Defining Project Management

Everybody “knows”…

…what project management is.  And yet, based on my 30 years of management, management consulting and engineering consulting experience, the most powerful and ubiquitous management concept-  managing discrete work- is rarely done well.

At the its most fundamental level, most every assignment you have ever been given can be thought of as a project.

  • What you are supposed to do, defines the “scope” of the project
  • When it has to be done, sets the “schedule” for the scope to be accomplished
  • How much you can invest in creating your deliverable scope defines the “resources“- be it your time, your time with certain equipment, or others’ time either aided or not

So, every activity, project, program is focused on achieving its scope, within a certain schedule while consuming given resources.  Project management must be the way to achieve that singular solution.

Project management is…

…the continuous management of the trade-offs of scope, schedule and resources

Full stop.  It can be, and it is, this simple.

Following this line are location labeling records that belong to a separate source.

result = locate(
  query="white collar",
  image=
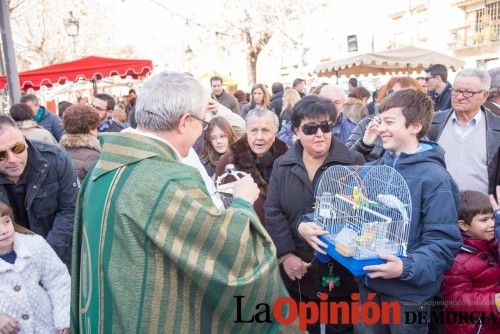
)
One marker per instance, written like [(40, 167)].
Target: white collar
[(152, 135), (475, 120)]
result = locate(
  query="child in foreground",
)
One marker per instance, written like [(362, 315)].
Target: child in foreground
[(34, 282), (471, 284), (434, 237)]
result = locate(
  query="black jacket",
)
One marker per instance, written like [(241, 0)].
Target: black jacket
[(51, 191), (442, 101), (492, 141), (290, 195)]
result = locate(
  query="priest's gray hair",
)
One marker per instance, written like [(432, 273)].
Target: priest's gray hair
[(483, 76), (262, 112), (166, 97)]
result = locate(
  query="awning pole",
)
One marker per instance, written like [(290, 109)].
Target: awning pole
[(10, 57)]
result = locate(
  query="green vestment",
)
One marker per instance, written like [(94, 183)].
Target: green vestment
[(152, 254)]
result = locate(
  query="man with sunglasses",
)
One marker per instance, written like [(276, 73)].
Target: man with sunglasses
[(469, 134), (38, 182), (438, 87)]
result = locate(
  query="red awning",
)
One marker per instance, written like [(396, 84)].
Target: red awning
[(86, 68)]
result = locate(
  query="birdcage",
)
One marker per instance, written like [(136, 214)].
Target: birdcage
[(225, 184), (366, 210)]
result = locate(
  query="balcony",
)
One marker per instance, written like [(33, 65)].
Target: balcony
[(471, 36)]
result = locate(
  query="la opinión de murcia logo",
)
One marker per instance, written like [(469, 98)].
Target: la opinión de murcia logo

Many of us do it intuitively, every day.  For example,

  • How much time do I/we spend proofing this report due next month?
  • How many people do we need to build the booth for the church picnic by Wednesday?
  • When will you be done?

And because these are one-off efforts- discrete efforts or work products- we never give it a second thought.  The people who do it well keep getting more work to do, and those who “don’t get it” (be it scope, schedule and/or resources) do not succeed.  It is only when we raise the stakes, do we roll-out this need for “project management”, which is why it is perfect for all these discrete, one-time efforts.

Project Management is ultimately flexible…

You only have to invest in as much project management structure as you need to manage the risk of not achieving your scope, within the the schedule, based on allocated (or most probably, available to you) resources.  Getting a letter mailed this afternoon does not carry the risks of say building a house, nor the risks of launching a new product world-wide. However, they are all projects.  And, they all have three things in common.  They all have: a Scope, a Schedule and some limit on Resources.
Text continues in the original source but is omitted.